Übergriffe auf Medien und Justiz

Slowenien hat am Donnerstag den Vorsitz im Rat der Europäischen Union übernommen, begleitet von Kritik an dem autoritären Politikstil Jansas. Ihm werden Übergriffe auf unabhängige Medien und Kontrollinstitutionen sowie die Justiz vorgeworfen. Mit Sorge wird auch gesehen, dass der konservative Politiker seinem ungarischen Amtskollegen Viktor Orban im Konflikt um Rechtsstaat und Menschenrechte die Mauer zu machen scheint.

Eklat

Schon am Donnerstag kam es im Rahmen des traditionellen Auftaktbesuchs der EU-Kommission im Vorsitzland zu einem Eklat. Nachdem sich Jansa über sozialdemokratische Europaabgeordnete ausgelassen hatte, blieb EU-Kommissionsvizepräsident Frans Timmermans dem Familienfoto von EU-Kommission und slowenischer Regierung aus Protest fern.

Schwein-Sager

Für Empörung sorgte danach auch der slowenische Innenminister Ales Hojs, der einen ungenannten EU-Spitzenbürokraten als "Schwein" bezeichnet hatte. Er dementierte, dass er damit Timmermans gemeint hatte und ließ erkennen, dass er den slowenischen EU-Kommissar Janez Lenarcic meinte. Hojs handelte sich dafür einen Ordnungsruf von Staatspräsident Borut Pahor ein, der den Minister aufforderte, nach Möglichkeiten einer Entschuldigung zu suchen.

Große Versuchung?

Pahor äußerte auch die Hoffnung, dass Jansa bei der Präsentation des slowenischen Vorsitzprogramms am kommenden Dienstag im Europaparlament "der Versuchung widerstehen wird, alles zu sagen, was er sich denkt". "Ich möchte ihm keinen Rat geben, aber ich wünsche mir, dass am Dienstag alles gut laufen wird", so Pahor. Schließlich sei es für den Ratsvorsitz sehr wichtig, das Europaparlament auf seiner Seite zu wissen.

Beschimpfungen

Jansa hatte bereits im März für einen Eklat im Europaparlament gesorgt, als er seine Teilnahme an einer Aussprache zur Medienfreiheit abbrach, weil die liberale niederländische Ausschussvorsitzende Sophie in t'Veld das Abspielen eines Propagandavideos der slowenischen Regierung zum Thema untersagte. Zuvor hatte Jansa auch eine renommierte Journalistin des EU-Magazins "Politico" beschimpft und dem liberalen Fraktionsvorsitzenden im Europaparlament, Guy Verhofstadt, nach Kritik an Slowenien die belgische Kolonialvergangenheit unter die Nase gerieben.

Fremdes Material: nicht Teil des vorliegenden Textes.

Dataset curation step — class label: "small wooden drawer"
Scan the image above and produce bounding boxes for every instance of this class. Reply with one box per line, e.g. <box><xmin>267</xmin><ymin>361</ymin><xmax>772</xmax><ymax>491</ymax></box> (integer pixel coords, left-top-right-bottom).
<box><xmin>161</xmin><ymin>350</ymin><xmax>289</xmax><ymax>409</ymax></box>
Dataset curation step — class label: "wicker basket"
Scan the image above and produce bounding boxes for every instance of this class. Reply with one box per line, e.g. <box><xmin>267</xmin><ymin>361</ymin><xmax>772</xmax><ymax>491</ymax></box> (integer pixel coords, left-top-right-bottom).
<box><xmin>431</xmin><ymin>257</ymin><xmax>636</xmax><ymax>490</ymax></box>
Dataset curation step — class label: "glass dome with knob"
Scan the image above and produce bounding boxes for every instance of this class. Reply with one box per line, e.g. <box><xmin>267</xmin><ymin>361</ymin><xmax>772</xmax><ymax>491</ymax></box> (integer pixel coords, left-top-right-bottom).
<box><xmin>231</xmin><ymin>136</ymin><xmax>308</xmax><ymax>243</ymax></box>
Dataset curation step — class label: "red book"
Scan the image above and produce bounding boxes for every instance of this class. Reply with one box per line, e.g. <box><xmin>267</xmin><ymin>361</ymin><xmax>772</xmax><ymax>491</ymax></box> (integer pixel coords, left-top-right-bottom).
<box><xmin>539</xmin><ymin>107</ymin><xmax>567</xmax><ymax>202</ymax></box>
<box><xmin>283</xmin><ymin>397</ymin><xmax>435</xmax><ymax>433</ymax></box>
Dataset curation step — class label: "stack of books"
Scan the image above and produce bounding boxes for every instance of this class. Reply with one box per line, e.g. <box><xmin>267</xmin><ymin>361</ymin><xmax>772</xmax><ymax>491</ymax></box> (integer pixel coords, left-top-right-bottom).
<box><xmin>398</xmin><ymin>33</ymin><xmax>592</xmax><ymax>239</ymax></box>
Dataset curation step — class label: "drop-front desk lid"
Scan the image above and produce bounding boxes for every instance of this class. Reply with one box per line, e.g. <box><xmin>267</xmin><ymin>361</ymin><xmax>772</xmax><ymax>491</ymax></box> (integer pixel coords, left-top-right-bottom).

Vergleich der EU mit Ex-Jugoslawien

Jansa hatte auch die Feier zum 30. Jahrestag der slowenischen Unabhängigkeit Ende Juni dafür genutzt, um im Beisein von EU-Ratspräsident Charles Michel die Europäische Union wenig verhüllt mit dem kommunistischen Jugoslawien zu vergleichen, von dem sich Slowenien im Jahr 1991 abgespalten hatte. Slowenien habe Erfahrungen mit föderalen Gebilden, sagte Jansa. "Wir wissen, was sich in so einer Gemeinschaft bewährt, und was nicht. Am schnellsten zum Zerfall führt die Anwendung doppelter Maßstäbe", sagte er. Deswegen werde Slowenien "immer dafür kämpfen, dass die gleichen Maßstäbe gelten", so Jansa bei der Feier, an der auch Bundeskanzler Sebastian Kurz (ÖVP) und der ungarische Ministerpräsident Viktor Orban teilnahmen. Dieser grüßte demonstrativ die "tapferen derzeitigen Anführer" Sloweniens.